Chapter IV is titled "The Byzantine legacy ..." but it is actually a brilliant analysis and description with possibly universal application of how myth, image and symbol can be manipulated and instrumentalized to bring about desired political goals, in this case the Megali Idea, the dominant (some would say only) ideology of the young Greek State. Here Clogg discusses in detail the contributions of Ioannis Kolettis (Hellenized Vlach and onetime personal physician to Ali Pasha), Neophytos Doukas and Rigas Velistinlis (for obvious reasons Korais does not figure in this essay), but the author concentrates on perceptions of the Megali Idea at a more popular level among the unlettered mass of Greeks under Turkish domination and later on, so he explores several of the "prophecies" about the imminent end of the Ottoman Empire that made life bearable for the lower classes and furthered the expansionist interests of Greek politicians. Interestingly, the klephtic warrior Theodore Kolokotronis admitted to having been reared on such prophecies. (This essay should be read in conjunction with Chapter XI).
In Chapter V we are given a valuable introduction to the "Fatherly Instruction" of 1798, and then the Dhidhaskalia itself, integral, in English. The sixth chapter is an exploration of the Greek Enlightenment that preceded the War of Independence in relation to Greek cultural life under the Turks. The contributions of the wonderful Korais are examined in this and later chapters (VII, VIII, XVI).

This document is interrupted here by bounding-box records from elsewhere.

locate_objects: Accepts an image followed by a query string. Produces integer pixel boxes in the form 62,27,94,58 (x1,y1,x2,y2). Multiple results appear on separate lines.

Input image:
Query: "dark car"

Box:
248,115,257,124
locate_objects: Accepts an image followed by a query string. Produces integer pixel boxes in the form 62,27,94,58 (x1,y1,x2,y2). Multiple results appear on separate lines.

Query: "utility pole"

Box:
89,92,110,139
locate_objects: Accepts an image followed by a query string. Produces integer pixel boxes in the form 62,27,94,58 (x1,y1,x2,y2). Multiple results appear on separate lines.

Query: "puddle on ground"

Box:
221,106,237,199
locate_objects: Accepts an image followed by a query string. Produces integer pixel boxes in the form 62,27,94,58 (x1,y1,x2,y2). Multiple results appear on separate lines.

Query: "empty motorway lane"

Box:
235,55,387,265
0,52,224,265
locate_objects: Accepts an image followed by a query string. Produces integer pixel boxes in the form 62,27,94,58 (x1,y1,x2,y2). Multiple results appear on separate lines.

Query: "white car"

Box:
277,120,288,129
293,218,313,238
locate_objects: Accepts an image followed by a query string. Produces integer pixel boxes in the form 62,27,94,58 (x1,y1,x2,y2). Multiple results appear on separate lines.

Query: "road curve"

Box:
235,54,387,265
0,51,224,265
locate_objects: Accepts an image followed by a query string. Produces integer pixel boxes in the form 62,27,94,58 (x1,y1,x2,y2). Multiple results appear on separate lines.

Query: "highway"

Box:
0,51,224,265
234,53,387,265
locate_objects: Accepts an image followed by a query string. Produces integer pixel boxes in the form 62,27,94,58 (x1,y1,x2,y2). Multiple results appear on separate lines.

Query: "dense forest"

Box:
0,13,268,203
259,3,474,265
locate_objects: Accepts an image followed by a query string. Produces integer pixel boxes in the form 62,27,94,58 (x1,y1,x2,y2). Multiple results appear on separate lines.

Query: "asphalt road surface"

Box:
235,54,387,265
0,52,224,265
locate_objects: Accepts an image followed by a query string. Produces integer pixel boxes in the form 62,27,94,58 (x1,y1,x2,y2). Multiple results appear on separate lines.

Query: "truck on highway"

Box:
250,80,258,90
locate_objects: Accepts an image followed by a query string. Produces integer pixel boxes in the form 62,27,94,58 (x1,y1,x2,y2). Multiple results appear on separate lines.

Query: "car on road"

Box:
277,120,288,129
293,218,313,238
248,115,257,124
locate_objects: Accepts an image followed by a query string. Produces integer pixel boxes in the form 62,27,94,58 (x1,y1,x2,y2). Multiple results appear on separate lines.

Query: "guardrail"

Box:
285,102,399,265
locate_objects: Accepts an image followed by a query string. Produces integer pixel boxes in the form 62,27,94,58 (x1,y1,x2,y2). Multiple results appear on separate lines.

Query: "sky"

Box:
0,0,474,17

Chapter VIII deals with 18th and 19th century anticlericalism in the Greek world. The author shows that it was widespread at the popular level but the factors causing it (priestly ineptitude, ecclesiastical corruption) had been effectively eliminated by 1830. The next essay connects a certain attitude of "envy" on the part of Greek merchants with regard to Western Europe (and to the Smyrna rebellion of 1797). What awakened their envy was, of course, the conditions of endemic disorder and institutionalized rapacity under which they themselves were forced to operate within the Empire.
The remaining essays in this volume, while interesting and well written, are mostly of specialist interest. Richard clog has been the preeminent scholar-historian of Modern Greece for several decades and frequently manages to write with what I would consider brilliance. It is hard to imagine that anyone with a serious interest in modern history (not just Greek or Turkish history) would be without this volume.